IL LUOGO Il fatto fu scoperto davanti al liceo scientifico Orsini grazie ai controlli costanti effettuati dalle forze di polizia

Ascoli, 13 giugno 2018 - Erano accusati di essersi presentati davanti al liceo scientifico Orsini di Ascoli per spacciare droga. Per questo due giovani ascolani sono finiti davanti al giudice delle udienze preliminari del Tribunale per i minori di Ancona chiamato a decidere se mandarli o meno sotto processo così come chiesto dalla Procura. Per uno dei due è stata emessa una sentenza di non doversi procedere per non aver commesso il fatto. Per l’altro è arrivato il perdono giudiziale. La vicenda ha coinvolto un terzo ragazzo, anche lui ascolano, che ha scelto in altra sede di sottoporsi alla messa alla prova, un periodo in cui il soggetto deve effettuare lavori socialmente utili al termine del quale, se si è ben comportato, il reato di cui è accusato (in questo caso la detenzione di droga a fini di spaccio) viene dichiarato estinto. I due comparsi ieri davanti al gup del tribunale per i Minori di Ancona, difesi rispettivamente dagli avvocati Andrea Ciannavei e Tommaso Pietropaolo, finirono nel mirino dei carabinieri del nucleo radiomobile, quotidianamente impegnati a stroncare sul nascere episodi di spaccio di droga, in particolare verso studenti. Tutte le mattine c’è un controllo discreto ma attento, che coinvolge anche la polizia, all’ingresso delle scuole, sugli autobus, per individuare soggetti sospetti e prevenire reati. Il 9 ottobre del 2015 il ragazzo che ha avuto il perdono giudiziale vendette mezzo grammo di hashish al terzo soggetto (quello messo alla prova), anche lui minorenne; in cambio ricevette da quest’ultimo 5 euro. Quando i militari dell’Arma lo perquisirono gli trovarono in tasca quattro pezzi di hashish, custoditi in involucri di alluminio per un totale di quasi sei grammi di stupefacente.

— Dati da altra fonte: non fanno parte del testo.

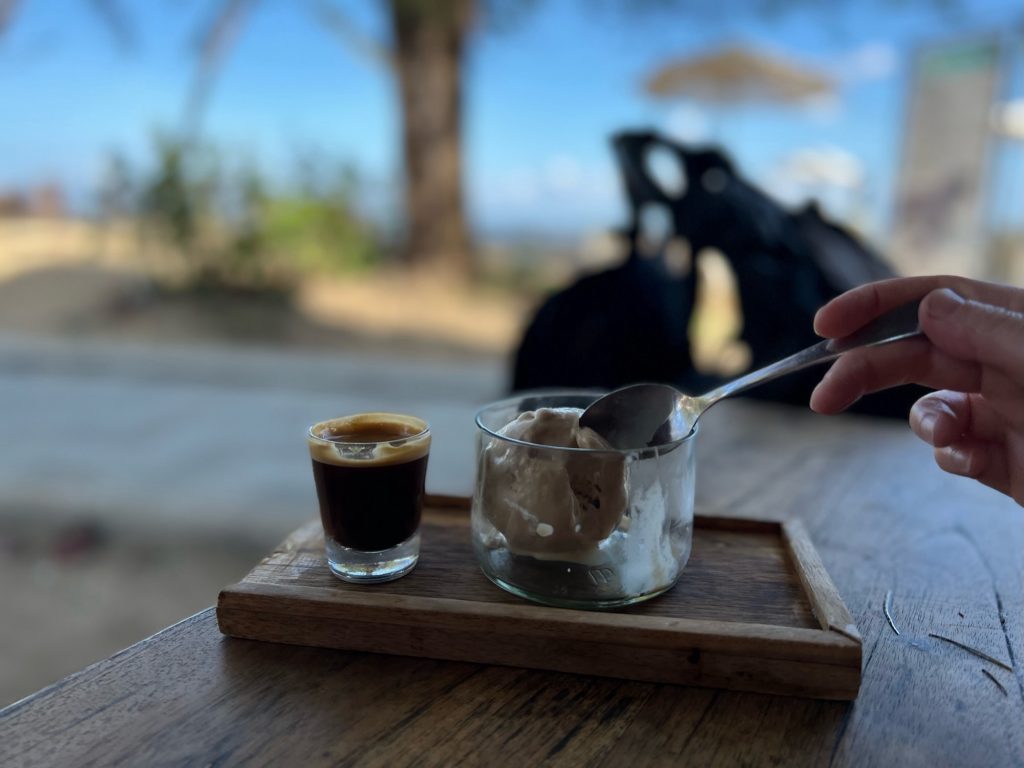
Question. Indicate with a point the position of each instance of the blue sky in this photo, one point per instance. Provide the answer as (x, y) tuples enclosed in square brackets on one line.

VISTO come l’hashish era stato confezionato, ma anche per il fatto che a casa aveva un bilancino di precisione, lo stupefacente venne ritenuto come destinato allo spaccio. Il giovane si difese accusando l’altro ragazzino finito ieri sotto processo. Disse che era stato lui a vendergli i 6 grammi hashish che i carabinieri gli trovarono addosso, pagandoli 50 euro. Una versione che il giudice di Ancona non ha ritenuto vera per cui ha assolto il secondo minorenne. Questi i fatti, caratterizzati dallo scaricabarile dei ragazzini, all’epoca dei fatti sentiti dai carabinieri alla presenza dei genitori. La speranza è che quanto successo sia servito da lezione a tutti e tre; due di loro per aver effettivamente detenuto l’hashish, magari consumandolo pure; il terzo, quello assolto, speriamo abbia imparato a scegliersi meglio le sue amicizie.